Betsy, your trusted family car, is older than most of your children and you are now wondering if the time has come to part with her. This decision will depend on a number of criteria, so hopefully, the following questions will help you think this through.
Why am I considering selling her?
Did you catch car fever when you spotted your neighbor’s new car? NOT a good reason. Does she need a major repair? See discussion on repairs below. Has Betsy outlived her purpose? Do you need more room for your growing family? Do you no longer trust her? Why not?
Does driving a car with more than 100,000 miles on it make you uneasy? Thirty years ago, vehicles with 100,000 miles on them were usually worn out. However, today’s cars, with proper maintenance, are often reliable at 200,000 miles or more.

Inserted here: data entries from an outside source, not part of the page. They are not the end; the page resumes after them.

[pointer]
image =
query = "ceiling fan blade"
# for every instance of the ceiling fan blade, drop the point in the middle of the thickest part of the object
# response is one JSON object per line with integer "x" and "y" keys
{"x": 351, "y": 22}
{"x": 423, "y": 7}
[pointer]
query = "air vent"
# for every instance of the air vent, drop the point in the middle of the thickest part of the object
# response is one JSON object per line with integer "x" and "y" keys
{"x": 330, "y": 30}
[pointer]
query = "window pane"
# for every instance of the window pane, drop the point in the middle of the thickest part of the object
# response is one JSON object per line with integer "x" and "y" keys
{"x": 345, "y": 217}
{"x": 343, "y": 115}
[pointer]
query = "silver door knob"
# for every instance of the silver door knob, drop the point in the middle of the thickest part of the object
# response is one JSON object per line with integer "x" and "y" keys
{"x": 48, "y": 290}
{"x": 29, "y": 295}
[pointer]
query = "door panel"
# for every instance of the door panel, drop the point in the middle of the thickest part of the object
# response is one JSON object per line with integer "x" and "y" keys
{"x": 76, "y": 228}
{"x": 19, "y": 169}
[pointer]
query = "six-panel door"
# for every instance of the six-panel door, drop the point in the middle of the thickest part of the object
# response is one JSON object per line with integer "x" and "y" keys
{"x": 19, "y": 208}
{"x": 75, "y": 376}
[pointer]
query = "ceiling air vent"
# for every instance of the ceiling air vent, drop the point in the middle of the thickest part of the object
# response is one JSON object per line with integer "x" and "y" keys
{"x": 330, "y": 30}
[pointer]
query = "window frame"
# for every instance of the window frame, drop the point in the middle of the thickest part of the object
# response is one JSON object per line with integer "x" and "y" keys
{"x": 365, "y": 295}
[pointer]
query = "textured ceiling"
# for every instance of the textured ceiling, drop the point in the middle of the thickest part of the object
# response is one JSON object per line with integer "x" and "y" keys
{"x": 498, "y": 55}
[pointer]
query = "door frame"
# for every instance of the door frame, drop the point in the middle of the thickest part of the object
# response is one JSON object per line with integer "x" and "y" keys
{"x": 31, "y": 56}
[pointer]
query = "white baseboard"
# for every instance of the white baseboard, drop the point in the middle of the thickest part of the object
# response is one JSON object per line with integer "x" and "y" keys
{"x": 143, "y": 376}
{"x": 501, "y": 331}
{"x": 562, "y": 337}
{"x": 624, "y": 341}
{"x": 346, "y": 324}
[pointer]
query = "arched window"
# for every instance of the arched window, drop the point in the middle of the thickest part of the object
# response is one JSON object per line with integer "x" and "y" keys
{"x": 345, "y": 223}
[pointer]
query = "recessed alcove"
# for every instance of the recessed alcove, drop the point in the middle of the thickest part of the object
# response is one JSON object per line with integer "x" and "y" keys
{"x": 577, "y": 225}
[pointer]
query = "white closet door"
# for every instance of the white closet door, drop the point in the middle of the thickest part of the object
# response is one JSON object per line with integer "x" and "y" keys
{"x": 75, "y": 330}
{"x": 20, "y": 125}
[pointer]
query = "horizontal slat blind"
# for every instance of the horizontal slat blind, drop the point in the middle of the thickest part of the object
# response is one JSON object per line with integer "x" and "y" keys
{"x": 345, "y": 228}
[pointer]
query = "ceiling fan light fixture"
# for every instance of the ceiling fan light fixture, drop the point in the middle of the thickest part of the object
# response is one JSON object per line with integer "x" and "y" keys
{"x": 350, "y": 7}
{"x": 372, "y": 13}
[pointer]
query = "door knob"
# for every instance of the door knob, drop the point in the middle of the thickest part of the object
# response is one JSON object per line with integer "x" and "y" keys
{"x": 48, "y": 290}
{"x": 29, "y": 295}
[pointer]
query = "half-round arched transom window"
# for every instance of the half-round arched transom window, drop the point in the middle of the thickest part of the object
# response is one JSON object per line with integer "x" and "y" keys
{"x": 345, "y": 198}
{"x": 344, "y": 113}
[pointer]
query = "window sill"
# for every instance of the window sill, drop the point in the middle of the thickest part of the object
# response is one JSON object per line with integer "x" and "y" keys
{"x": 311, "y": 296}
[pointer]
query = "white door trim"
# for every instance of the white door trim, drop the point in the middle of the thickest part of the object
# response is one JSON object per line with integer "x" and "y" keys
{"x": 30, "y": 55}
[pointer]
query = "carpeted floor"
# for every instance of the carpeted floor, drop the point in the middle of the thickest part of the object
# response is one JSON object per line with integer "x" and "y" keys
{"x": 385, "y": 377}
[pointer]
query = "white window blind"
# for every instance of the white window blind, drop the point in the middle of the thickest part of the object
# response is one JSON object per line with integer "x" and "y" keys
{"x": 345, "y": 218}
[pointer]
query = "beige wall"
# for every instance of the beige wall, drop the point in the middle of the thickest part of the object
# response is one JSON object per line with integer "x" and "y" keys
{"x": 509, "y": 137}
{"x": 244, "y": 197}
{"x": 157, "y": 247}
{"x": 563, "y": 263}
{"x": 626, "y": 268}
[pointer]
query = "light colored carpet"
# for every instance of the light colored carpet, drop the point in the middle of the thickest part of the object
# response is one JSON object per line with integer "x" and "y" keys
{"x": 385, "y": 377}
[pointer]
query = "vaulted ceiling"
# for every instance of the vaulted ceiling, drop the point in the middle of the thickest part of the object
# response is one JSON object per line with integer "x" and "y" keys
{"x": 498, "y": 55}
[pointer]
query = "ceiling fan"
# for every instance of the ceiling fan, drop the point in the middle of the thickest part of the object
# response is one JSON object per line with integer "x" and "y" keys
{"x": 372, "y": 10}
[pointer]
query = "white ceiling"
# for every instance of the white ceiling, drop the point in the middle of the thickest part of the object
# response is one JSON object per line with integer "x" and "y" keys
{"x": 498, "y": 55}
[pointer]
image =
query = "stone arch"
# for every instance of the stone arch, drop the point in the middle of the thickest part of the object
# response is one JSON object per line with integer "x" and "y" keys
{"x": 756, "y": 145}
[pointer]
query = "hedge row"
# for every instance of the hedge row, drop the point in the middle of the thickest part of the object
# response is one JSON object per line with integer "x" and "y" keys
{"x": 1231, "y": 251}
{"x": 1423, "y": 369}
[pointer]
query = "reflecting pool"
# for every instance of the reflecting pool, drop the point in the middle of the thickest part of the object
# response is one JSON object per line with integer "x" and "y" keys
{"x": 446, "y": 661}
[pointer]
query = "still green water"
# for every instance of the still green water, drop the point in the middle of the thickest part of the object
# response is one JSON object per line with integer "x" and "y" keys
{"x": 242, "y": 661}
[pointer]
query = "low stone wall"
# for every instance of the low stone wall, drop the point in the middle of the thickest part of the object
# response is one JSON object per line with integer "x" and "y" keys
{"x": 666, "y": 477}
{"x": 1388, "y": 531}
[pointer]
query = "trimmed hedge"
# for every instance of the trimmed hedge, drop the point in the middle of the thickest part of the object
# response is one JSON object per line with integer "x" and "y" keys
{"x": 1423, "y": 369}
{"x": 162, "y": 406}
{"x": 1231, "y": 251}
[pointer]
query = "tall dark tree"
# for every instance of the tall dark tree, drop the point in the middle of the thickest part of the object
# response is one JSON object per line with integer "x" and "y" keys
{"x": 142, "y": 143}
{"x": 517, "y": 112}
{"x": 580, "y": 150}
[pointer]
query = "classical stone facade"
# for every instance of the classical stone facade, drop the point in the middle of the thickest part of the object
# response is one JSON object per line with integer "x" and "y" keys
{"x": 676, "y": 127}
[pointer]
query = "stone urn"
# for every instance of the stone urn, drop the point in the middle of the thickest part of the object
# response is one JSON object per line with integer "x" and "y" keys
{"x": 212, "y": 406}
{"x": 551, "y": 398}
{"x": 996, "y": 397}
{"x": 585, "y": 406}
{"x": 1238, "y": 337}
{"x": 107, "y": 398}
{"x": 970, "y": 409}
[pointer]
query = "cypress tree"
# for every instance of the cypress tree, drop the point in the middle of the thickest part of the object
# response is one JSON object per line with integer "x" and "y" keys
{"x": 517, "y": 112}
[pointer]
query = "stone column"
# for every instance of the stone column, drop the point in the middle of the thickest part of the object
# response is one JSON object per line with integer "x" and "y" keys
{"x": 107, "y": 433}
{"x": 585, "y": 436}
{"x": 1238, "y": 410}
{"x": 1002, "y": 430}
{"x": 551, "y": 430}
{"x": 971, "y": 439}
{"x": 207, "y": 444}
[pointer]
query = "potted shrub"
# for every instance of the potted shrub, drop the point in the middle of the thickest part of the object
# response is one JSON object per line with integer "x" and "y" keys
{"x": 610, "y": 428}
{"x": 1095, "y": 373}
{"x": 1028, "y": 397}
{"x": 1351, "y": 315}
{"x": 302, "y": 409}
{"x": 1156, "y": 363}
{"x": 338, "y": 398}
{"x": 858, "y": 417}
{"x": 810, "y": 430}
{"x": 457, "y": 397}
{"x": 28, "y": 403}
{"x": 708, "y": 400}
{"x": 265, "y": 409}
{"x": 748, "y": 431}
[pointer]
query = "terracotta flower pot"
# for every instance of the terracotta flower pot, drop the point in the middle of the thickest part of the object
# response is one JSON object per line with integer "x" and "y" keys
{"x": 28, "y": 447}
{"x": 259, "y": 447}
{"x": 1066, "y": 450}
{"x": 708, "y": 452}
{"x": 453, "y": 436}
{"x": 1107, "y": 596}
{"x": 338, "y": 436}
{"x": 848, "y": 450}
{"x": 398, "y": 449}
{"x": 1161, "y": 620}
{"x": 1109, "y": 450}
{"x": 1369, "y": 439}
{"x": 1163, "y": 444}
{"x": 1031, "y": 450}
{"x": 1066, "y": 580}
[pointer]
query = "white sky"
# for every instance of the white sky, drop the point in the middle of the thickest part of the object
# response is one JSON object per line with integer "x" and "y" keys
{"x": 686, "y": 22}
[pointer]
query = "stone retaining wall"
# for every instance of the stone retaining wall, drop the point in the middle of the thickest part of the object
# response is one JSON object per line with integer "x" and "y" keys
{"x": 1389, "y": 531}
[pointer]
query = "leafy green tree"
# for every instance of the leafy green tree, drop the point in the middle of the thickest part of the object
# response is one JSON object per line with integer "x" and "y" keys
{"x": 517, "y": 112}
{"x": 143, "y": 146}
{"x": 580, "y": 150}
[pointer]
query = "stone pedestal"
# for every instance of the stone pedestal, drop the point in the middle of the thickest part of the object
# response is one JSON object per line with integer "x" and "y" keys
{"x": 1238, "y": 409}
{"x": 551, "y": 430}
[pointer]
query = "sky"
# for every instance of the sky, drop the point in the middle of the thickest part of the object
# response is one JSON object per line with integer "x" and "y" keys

Obviously, some reasons are quite valid and some not so much . . . the important thing is that you clearly understand your reasons.
What are your options if you sell?
If replacing Betsy with a new car is your plan, that’s okay, but you should pay cash. On the other hand, If you are about to borrow $39,000 for a new car, along with the $619 monthly car payment (as some friends of mine recently did), you might need to reconsider.
If you think your can afford $619 payments, why not start paying yourself $619 every month for the next year? Yes, Betsy may break down occasionally, but $619 a month will pay for a lot of repairs. You should have a nice nest egg in a year, and my guess is that, after you have been paying yourself $619 a month, you will opt for paying cash for a used car instead of continuing to fork over huge payments for years to come on a new one.
Is Betsy a problem child?
I once had a 1996 Chrysler Town and Country van which ate transmissions. Fortunately for me, each transmission replacement was covered by a warranty, but when it happened the third time, I decided to fix it one last time and get rid of it. If you have a problem child, you know what I am talking about, and you should probably sell it.
How does she rate?
If you are curious about whether Betsy is apt to become a problem child, you can read both reliability ratings and customer reviews on Edmunds.com. However, keep in mind that you know your car; you have driven and maintained her, so be careful about letting someone else’s thoughts take precedence over your own knowledge.
Can you give her a new job description?
Perhaps Betsy’s years as your family car have run their course, but, if she is still in good repair, you may find great value in keeping her and re-defining her purpose. For example, if you commute to work, why not rack miles up on an older car instead of wearing out your primary car? Or, if you have one or more aspiring drivers, let Betsy become their learning – and driving – car. You may even want to turn her into a work car or a fishing car. You get the idea.
Does she need a major repair?
By major repair, I mean that you need to spend over $1,000 to make her run safely. The challenge at this point is to determine, even if you are ready to sell her, whether you would be better off making this repair first. Obviously, her market value is greatly diminished without the needed repair, so do your homework by getting a few repair quotes and then comparing her repaired value on KBB.com to that of her market value without the repair. If the difference is substantially more than the repair cost, you should make the repair.
Do you love the car?
I realize this is a subjective question, but it is nevertheless valid because – consciously or subconsciously – you will take better care of a car you love, meaning that if you decide to keep her, you will baby her and thus increase her life expectancy.
A Short Story
About two years ago, my beloved 1999 Cadillac DeVille d’Elegance needed major repairs and I was debating on whether to sell it or keep it. I loved the car, but, because of a head gasket issue, it needed an engine. After limping it around for a year (I couldn’t go out of town because it would overheat), I finally opted for a Jasper rebuilt engine at an installed cost of (gulp) $5,400. Today, I have had zero regrets. I had babied my Caddy for years, keeping it in nearly pristine condition, and now I plan to keep driving her far into the foreseeable future. Besides, that 3-year, 100,000 mile parts and labor warranty is sweet.
A Killer Question
Before selling your old car, ask yourself this question: “If I didn’t own this car, would I be willing to pay this much money to buy it?” For me, that question cinched my decision to repair and keep my Caddy. It also validated my desire to rid myself of my 1996 Town and Country.
Deciding whether to keep or sell your car is a big decision. Hopefully, all of these questions, along with the Killer Question, will help you make the decision which is right for you.